Thursday, January 01, 2009

Music as Mayhem: New Year's Eve with Zing Zany

Music is the garden, where we should be able to wander and thrill to the sounds, the sights, the inner excitement, serenity, beauty, sense of spiritual uplift, joy.

Then there's the labyrinth: Zing Zany and His Musical Mobsters of Mayhem

Mayhem gig, where there's no intonation, where the trumpet plays way too loud--all the time--or tries to squeal every hit instead of just hitting the note clean--sounds like mice in heat; and the drummer crashes away, unaware that he's driving the band off the cliff, and the leader tells Wanda Warbly, an invited guest singer--old but not wise beyond her years--he's got a chart of a tune she knows, and she should sing it, and Wanda says she doesn't know the chart or the key, and he says, you know the tune, don't you, you can do it, wait 8 bars and come in, so she stands there not sure how to count 8 bars, or what her first note should be, and the band slams mercilessly ahead in its fanatical devotion to music while she stands there waiting for something that might be a cue, but the chart is over, and she maybe tried half a verse somewhere in the middle. And she bitches at the musicians, but it's not their fault--it's the leader's and hers, because she didn't bring any charts for herself. Who said a chick can just stand up and sing--hey, that's for the movies, not pretenders to stardom. This is the real world--the world of Zing Zany.

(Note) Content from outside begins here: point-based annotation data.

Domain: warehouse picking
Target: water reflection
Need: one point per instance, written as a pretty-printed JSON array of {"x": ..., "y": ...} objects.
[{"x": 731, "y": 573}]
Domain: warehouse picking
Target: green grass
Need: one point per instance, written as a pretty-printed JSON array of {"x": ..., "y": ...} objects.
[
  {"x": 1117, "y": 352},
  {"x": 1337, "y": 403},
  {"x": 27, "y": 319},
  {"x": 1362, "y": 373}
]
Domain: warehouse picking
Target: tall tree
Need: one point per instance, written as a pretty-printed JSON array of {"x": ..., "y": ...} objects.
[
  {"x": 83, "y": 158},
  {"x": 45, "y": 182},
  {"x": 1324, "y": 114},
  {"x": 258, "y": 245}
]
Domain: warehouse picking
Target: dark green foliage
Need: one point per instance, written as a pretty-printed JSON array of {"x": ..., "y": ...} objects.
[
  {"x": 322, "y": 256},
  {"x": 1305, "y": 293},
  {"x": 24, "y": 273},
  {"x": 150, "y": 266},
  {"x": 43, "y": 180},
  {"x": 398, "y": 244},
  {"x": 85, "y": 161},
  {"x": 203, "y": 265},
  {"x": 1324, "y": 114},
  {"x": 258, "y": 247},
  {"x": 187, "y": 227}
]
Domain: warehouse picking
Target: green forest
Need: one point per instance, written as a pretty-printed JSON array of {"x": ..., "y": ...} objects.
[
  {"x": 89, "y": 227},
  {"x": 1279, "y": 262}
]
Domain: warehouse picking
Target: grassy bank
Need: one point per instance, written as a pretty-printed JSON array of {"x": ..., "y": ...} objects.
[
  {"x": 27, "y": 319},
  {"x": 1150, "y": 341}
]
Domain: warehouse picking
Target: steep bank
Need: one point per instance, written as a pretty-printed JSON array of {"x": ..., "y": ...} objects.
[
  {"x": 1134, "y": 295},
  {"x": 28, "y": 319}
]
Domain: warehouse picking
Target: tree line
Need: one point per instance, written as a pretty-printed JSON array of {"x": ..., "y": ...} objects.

So Wanda says, I'll do "My Foolish Heart" in F, okay? And she looks at the vibes player, who has the Real Book but the tune is in Bflat, but he figures he can sound it out--after all, how many notes are there in the dumb tune anyway--and he does, more or less, but the bass player doesn't know the tune in that key, and the rest of the band is at sea without life jackets, the fog has settled in and the radio's broke, and the drummer, chewing on strands of his beard, brushes blithely along blinking into the disco ball, and the trombone player tries a few notes in various keys to see if anything works, and nothing does so she ducks aft, and the singer is humiliated and leaves early because the one song she called disintegrated under her and she sank in it like quicksand, or she ran aground in the fog, and the band cut itself loose from its moorings and drifted into a perfect storm, and that's the leader's fault too--when he told the vibes player the singer would sing a few tunes, the vibes player warned him that if she didn't have the music in her key, it was going to be a problem, but the leader ignored that, and when the singer told the leader the first tune, with the band, sounded awful, the leader said, "Well, I liked it." It should have been a warning sign that the leader had a shirt with flames on it because the gig went up in smoke--where's there's fire, smoke ensues, and the Latin tunes got kicked off at "Cherokee" tempos--they were in the key of frantic frenzy, eyeballs blazing like stunned bunnies in the cartoons. The whole gig was a musician's nightmare. But this is the kind of thing Zing Zany loves. It's such a release from life in the Zing Zany motor home.

And then it was six minutes to midnight, and the band riffed through a countdown by the DJ, until 1 minute to 12, when the Zing Zany suddenly screamed, "Auld Lang Syne in F!!!!!" and started playing the tune too soon, and the male singer said, no, no, wait until midnight, and the Zing, who was playing so loud he couldn't hear, blasted ahead anyway, and the rest of the band started at midnight on the dot, and the band was in two places simultaneously, as though Charles Ives had written "Auld Lang Syne," and the party horns tooted, and the DJ put on Frank Sinatra's "Come Fly with Me," craftily mixing it with a rap song with f words, and some disco, which was all drums and thunder, and the band wondered whether they should take a break or pack up, and Zing said, "We're going to play a couple more," but the band, assessing the determination of the DJ and the flagellations of the dancers, said no, they were packing up, and Zing saw his musicians drifting away, putting their instruments in cases. And the leader, who owns a piece of Chinese junk in the shape of a motorcycle, is looking for the straitjacket he wears off the stand and wondering when the attendants will arrive, but the gig is the asylum, except for the guests, who by now are dancing to a DJ whose equipment would beat a DC-7 at arm-wrestling. And everyone at the party is happy! The bari player, after 11 drinks, says he's fine to drive--he only lives 5 minutes away; and the tenor player is glad her husband is on the gig, because she needs someone to drive her home, and he's so focused on the way that the van never strays one inch from its center positioning in the lane no matter what. And a musician friend who came as an onlooker and opined that the band might be a little loud, the leader told him to "Shut up."

And so here we are at home, drinking to forget, or wondering about smoking, except that it hurts one's throat, you know, so beer calories--at least you can work them off. Hopefully, however, not by playing another insane gig with Zing Zany and his Musical Mobsters of Mayhem.